Тетю Наташу Шмыреву я помню очень хорошо. Она была немного полная, с голубыми глазами, русыми волосами, всегда очень приветливая. В ней жила добрая русская душа, и рядом с ней было как-то уютно, спокойно, хотя ее жизнь в послевоенные годы, как и у всех ее соседей – Зайцевой тети Маруси, Лисичкиной тети Нюры, да что там говорить, у каждого жителя Серебряных Прудов, была полна забот и трудностей. «Возьми, скушай», - говорит мне тетя Наташа и не хочет слышать моих тихих отказов: «Спасибо, не надо, ну что Вы» и т.п. Ведь в трудные послевоенные годы это было такое богатство, особенно, когда своих детей много, а работник, дядя Гавриил, был один. Хватало тете Наташе своих забот, но и души ее хватало на всех.

Это детское воспоминание и чувство благодарности к Галиной маме, как и к родителям других моих детских, а потом и школьных друзей, остались и живут в моей памяти как одно из лучших видений детства, а может быть, и жизни.

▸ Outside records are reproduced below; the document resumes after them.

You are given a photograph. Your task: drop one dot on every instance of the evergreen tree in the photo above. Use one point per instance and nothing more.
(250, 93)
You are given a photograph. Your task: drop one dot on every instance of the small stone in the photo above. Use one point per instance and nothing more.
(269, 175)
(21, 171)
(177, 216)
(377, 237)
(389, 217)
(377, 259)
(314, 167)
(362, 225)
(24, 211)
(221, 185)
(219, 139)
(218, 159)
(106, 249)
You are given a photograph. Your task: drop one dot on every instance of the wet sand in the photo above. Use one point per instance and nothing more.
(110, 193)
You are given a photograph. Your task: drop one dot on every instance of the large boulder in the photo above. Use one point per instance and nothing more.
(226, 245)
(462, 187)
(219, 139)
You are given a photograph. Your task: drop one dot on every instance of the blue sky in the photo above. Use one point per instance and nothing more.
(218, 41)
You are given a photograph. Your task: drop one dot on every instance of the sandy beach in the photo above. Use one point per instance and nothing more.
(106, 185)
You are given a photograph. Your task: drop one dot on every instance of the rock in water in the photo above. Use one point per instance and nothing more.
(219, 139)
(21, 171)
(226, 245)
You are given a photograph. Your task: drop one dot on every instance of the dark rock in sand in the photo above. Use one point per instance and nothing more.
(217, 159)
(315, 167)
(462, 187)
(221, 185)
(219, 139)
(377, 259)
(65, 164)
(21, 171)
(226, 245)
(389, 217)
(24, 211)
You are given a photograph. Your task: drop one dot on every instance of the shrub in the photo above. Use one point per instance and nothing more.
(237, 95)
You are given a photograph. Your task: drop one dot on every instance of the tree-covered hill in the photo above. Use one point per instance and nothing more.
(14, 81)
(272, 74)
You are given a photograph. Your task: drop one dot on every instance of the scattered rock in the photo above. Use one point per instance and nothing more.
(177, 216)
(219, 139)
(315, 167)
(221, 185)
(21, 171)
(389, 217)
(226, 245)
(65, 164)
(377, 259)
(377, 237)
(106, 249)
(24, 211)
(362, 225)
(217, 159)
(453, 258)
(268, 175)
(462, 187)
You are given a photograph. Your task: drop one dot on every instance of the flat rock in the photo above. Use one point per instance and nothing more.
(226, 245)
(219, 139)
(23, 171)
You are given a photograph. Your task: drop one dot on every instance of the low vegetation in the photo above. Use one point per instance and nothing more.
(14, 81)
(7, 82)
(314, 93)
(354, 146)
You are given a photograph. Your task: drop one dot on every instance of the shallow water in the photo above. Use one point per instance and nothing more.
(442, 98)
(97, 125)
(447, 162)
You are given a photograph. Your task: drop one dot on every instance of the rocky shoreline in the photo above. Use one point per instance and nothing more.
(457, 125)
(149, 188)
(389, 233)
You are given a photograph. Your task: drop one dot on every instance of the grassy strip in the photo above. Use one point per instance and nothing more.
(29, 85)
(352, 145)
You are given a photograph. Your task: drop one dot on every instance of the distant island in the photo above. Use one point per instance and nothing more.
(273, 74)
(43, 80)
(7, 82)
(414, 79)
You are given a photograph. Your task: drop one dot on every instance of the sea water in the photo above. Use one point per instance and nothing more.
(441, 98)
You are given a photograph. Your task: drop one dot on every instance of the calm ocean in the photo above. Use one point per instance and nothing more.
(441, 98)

Но Гале Шмыревой, потом Подоваленко, по мужу, своей подруге по школе, по жизни я этого рассказать не успела. Казалось, еще успеем все и обо всем вспомнить. А сегодня говорим о других, нынешних интересах, в кругу которых, прежде всего, дочки, внучки, их семьи, свои семьи, все происходящее вокруг.

 Так, наверное, бывает у всех, больше живем сегодняшним днем.

После окончания школы Галя первой из наших одноклассниц вышла замуж, уехала в город «Видное», южную окраину Москвы, где и прожила всю жизнь. Она была педагогом по образованию, но жители города «Видное» знали ее больше как заведующую отделом кадров центральной районной больницы.

 Она, как и ее мама, делала людям много хорошего, и, слава Богу, что в период ее болезни многие из ее окружения пытались вернуть хоть чуточку того, что получили от нее, заботясь о ее здоровье. «С ума можно сойти, на какой машине меня сегодня возили на анализы», - шутила она, разговаривая со мной по телефону после первой выписки из больницы. Ей оставалось жить совсем немного, и можно только благодарить тех, кто дарил ей эти маленькие радости, снимая с нее хотя бы иногда тяжелый груз дорог, переездов, переходов из больницы домой и обратно.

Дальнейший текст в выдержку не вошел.